Paper Structure (39 sections, 25 equations, 3 figures, 7 tables, 1 algorithm)

This paper contains 39 sections, 25 equations, 3 figures, 7 tables, 1 algorithm.

Figures (3)

  • Figure 1: Iterative prompt-based interactive segmentation using SAM. (a) In the interactive loop, SAM receives an input image and a set of user-provided point prompts (positive/inclusion and negative/exclusion) and returns a segmentation mask. A human expert compares the predicted mask against the desired target segmentation and provides additional corrective prompts, which are fed back to SAM in the next iteration. (b) Prompt accumulation and mask evolution across iterations: the left panels show the prompt set at iterations $t=0,1,2$, and the right panels show the corresponding SAM outputs, demonstrating error correction and progressive convergence to the desired object mask.
  • Figure 2: BALD-SAM active prompt sampling. At iteration $t$, the image $\mathcal{I}$ and current prompt set $\mathcal{S}_t$ are processed by frozen SAM components and a Bayesian head sampled from a Laplace posterior.

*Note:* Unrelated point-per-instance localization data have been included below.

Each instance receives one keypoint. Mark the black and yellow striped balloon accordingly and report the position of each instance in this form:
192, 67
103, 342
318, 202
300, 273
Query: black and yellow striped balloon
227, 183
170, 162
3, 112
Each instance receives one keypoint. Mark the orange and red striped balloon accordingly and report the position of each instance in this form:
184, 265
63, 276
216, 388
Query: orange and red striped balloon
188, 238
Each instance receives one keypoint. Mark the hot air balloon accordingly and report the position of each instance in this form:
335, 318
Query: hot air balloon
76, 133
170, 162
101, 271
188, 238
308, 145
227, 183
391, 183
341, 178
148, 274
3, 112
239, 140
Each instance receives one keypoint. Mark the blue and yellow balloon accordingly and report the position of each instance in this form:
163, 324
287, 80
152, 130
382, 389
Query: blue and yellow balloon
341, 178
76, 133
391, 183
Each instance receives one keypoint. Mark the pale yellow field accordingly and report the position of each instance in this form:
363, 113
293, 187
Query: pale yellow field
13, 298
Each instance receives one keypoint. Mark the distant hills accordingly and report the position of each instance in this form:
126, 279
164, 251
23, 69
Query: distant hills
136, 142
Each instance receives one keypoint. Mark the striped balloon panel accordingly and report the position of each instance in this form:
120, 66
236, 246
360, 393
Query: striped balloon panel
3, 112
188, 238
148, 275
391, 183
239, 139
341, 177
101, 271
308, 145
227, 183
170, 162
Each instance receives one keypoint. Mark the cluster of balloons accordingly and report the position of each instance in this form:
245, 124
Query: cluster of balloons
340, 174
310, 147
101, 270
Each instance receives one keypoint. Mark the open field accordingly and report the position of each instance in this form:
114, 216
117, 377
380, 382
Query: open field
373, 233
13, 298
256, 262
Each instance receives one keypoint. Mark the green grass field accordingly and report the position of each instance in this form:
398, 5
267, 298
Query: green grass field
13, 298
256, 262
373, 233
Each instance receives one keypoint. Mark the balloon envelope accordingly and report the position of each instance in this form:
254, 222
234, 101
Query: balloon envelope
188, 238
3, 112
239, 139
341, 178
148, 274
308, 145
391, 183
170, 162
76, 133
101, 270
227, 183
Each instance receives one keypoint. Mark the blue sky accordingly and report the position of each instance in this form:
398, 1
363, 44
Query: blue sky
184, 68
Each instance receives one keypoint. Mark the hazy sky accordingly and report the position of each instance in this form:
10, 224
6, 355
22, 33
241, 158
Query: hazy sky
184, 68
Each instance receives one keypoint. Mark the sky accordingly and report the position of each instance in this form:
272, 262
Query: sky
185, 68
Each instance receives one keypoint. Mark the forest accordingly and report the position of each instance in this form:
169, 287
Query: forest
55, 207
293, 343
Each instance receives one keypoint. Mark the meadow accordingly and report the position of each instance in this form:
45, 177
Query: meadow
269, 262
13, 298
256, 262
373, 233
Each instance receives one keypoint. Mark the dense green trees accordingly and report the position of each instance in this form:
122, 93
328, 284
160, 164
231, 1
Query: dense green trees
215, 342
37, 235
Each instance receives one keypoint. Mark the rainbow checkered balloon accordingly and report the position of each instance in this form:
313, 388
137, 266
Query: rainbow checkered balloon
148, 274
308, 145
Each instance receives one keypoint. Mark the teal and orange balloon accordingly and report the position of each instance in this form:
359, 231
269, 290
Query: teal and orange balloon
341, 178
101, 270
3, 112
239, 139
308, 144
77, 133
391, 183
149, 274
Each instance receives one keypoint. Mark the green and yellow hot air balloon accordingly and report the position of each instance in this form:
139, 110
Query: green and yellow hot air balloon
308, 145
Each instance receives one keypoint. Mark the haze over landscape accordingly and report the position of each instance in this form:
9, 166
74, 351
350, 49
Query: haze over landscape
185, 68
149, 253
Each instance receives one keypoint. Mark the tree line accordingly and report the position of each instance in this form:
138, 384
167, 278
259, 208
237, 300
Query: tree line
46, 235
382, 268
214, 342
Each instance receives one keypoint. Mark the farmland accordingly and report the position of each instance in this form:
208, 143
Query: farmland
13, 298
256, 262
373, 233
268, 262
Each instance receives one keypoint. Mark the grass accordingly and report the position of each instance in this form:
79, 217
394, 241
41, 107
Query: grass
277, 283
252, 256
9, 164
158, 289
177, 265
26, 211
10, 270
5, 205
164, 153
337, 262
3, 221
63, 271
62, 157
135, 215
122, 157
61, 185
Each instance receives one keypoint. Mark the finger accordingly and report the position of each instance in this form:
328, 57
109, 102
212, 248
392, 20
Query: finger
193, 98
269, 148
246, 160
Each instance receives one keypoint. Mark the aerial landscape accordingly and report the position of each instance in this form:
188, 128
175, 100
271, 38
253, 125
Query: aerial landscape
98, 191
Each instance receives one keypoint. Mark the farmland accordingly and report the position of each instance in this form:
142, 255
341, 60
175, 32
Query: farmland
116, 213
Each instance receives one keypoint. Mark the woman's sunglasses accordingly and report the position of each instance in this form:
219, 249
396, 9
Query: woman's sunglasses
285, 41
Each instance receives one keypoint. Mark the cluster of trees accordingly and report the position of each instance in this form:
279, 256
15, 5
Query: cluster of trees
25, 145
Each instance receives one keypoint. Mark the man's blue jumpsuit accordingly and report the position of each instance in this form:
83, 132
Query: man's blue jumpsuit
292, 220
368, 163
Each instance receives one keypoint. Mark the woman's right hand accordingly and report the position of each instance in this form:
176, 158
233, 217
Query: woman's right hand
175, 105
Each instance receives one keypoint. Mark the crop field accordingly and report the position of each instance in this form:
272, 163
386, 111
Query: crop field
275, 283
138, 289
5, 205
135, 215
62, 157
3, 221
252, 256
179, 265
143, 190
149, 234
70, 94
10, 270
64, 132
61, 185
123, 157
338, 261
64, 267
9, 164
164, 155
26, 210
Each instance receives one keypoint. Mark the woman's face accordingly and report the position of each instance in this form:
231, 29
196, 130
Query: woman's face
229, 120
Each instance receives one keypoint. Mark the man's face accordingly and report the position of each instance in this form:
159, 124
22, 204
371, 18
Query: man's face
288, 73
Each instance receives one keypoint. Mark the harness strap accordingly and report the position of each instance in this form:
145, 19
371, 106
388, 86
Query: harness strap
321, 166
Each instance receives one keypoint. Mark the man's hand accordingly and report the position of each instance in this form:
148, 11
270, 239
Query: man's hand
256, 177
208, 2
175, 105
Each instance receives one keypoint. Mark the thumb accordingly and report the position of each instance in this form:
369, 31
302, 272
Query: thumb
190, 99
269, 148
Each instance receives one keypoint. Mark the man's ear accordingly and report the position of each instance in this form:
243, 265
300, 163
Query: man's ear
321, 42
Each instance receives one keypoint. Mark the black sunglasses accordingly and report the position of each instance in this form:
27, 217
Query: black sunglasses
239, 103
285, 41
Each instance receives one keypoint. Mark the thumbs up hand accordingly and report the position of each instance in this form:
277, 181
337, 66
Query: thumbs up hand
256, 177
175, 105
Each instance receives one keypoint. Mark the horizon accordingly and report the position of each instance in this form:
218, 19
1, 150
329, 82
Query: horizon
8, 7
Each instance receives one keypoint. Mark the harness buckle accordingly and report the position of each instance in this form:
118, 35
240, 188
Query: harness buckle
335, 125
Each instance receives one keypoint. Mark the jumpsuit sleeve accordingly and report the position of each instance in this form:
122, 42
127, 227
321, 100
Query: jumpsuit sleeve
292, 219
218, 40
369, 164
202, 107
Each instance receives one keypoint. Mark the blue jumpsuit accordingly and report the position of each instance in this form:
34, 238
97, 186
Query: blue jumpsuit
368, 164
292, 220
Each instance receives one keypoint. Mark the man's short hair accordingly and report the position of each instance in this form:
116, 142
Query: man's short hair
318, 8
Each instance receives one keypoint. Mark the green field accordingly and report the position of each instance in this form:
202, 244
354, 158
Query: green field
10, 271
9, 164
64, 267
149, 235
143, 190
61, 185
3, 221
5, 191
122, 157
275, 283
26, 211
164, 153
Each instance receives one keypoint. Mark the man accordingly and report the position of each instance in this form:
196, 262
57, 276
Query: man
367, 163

Multiple posterior samples produce an ensemble of mask probability maps, from which we compute a disagreement (mutual-information) map. The location with the highest BALD score is queried next, the user returns its label, and the prompt set is updated.
  • Figure 3: Strategy comparison across datasets using $\Delta$IoU over iterative prompting. Each subplot corresponds to one dataset (arranged in a 4$\times$4 grid) and shows $\Delta$IoU versus interaction iteration for HUMAN, BALD-SAM (ours), ENTROPY, RANDOM, and ORACLE strategies, averaged across seeds for a 15-iteration run. To enable within-dataset comparison of trend dynamics, $\Delta$IoU values are min--max normalized separately for each data source. The grid spans diverse domains, including natural images, medical images, underwater images, and seismic images, highlighting the robustness and cross-domain consistency of BALD-SAM under a unified evaluation protocol.